8.1 Defining netcode and lag compensation

Netcode is defined as the part of a game’s programming that manages communication between the client (player) and the server.

Lag compensation is defined as the techniques used to reduce the perceived effect of network latency (i.e. ping).

In the gaming community, these terms are often confused, however they represent two very different concepts and should NOT be used interchangeably.
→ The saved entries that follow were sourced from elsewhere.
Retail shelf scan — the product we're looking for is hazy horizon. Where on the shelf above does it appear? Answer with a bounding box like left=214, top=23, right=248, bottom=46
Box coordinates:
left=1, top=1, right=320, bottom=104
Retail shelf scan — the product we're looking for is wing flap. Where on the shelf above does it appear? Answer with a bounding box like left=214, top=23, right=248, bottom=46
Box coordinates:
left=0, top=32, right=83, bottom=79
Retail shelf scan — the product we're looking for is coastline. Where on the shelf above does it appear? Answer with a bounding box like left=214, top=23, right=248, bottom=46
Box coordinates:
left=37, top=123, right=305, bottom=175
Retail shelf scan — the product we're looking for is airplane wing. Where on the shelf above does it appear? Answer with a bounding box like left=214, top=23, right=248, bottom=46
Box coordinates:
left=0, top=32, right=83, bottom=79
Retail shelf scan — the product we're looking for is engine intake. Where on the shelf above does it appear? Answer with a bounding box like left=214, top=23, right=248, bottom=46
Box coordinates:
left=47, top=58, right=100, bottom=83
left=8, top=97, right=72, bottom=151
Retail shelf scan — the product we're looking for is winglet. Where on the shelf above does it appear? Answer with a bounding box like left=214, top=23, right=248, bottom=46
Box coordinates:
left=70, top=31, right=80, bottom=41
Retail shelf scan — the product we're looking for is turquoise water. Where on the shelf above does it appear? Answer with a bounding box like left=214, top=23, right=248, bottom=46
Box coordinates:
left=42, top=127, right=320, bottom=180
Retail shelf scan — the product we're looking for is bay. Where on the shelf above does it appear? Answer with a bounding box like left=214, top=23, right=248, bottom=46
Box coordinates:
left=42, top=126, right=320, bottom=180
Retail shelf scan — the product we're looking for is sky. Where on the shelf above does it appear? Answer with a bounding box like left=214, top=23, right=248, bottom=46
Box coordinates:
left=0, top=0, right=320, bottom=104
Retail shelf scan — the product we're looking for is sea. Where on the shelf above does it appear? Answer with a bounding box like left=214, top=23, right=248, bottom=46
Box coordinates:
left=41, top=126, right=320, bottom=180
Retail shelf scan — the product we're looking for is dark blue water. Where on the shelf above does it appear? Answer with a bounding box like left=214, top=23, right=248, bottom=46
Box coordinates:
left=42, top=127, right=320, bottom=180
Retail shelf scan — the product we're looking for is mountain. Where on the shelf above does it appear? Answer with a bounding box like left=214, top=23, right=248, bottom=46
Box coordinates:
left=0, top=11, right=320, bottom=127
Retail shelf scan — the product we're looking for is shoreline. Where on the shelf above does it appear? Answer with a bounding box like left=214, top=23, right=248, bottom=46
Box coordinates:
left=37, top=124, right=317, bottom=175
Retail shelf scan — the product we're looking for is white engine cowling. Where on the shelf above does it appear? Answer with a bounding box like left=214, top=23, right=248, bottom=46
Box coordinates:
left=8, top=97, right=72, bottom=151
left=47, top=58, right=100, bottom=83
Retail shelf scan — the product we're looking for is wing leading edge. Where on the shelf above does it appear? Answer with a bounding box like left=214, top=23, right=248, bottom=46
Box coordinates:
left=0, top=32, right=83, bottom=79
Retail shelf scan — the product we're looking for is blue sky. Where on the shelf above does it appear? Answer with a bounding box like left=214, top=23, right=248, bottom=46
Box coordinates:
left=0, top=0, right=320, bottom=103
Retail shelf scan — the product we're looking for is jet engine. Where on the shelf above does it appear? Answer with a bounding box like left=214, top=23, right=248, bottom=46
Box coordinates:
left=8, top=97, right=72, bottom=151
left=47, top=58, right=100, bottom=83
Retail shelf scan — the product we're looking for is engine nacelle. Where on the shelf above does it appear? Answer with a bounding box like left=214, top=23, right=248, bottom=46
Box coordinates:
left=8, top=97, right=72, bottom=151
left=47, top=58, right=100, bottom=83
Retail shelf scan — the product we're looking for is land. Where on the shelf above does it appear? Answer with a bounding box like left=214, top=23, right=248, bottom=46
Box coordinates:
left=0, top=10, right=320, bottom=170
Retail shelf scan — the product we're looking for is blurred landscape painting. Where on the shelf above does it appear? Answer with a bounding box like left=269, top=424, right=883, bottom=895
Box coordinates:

8.2 Predicting the location of moving objects

8.2.1 Continuous time domain

As formulated in the kinematic equations, the position of a moving object under ideal conditions can be expressed as \[ s\left(t\right) = s_{0} + v_{0}t + \dfrac{1}{2}a{t}^2 \] where \[ \begin{split} t &: \text{time} \\ s_{0} &: \text{initial position} \\ v_{0} & : \text{initial velocity} \\ a & : \text{acceleration} \\ \end{split} \]

Define acceleration as a constant.

Let \(t > t_0 \geq 0.\)

\[ \begin{equation} a = \dfrac{dv}{dt} = \dfrac{d^2s}{dt^2} \end{equation} \]

\[ \begin{split} \dfrac{dv}{dt} &= a \\ \int_{t_0}^{t}{dv} &= \int_{t_0}^{t}{a \cdot dt} \\ \left[v\right]_{t_0}^{t} &= a\left[t\right]_{t_0}^{t} \\ v\left(t\right) - v\left(t_0\right) &= a \cdot \left(t - t_0\right) \\ v\left(t\right) &= v\left(t_0\right) + a \cdot \left(t - t_0\right) \\ &= v\left(t_0\right) + at - at_0 \end{split} \]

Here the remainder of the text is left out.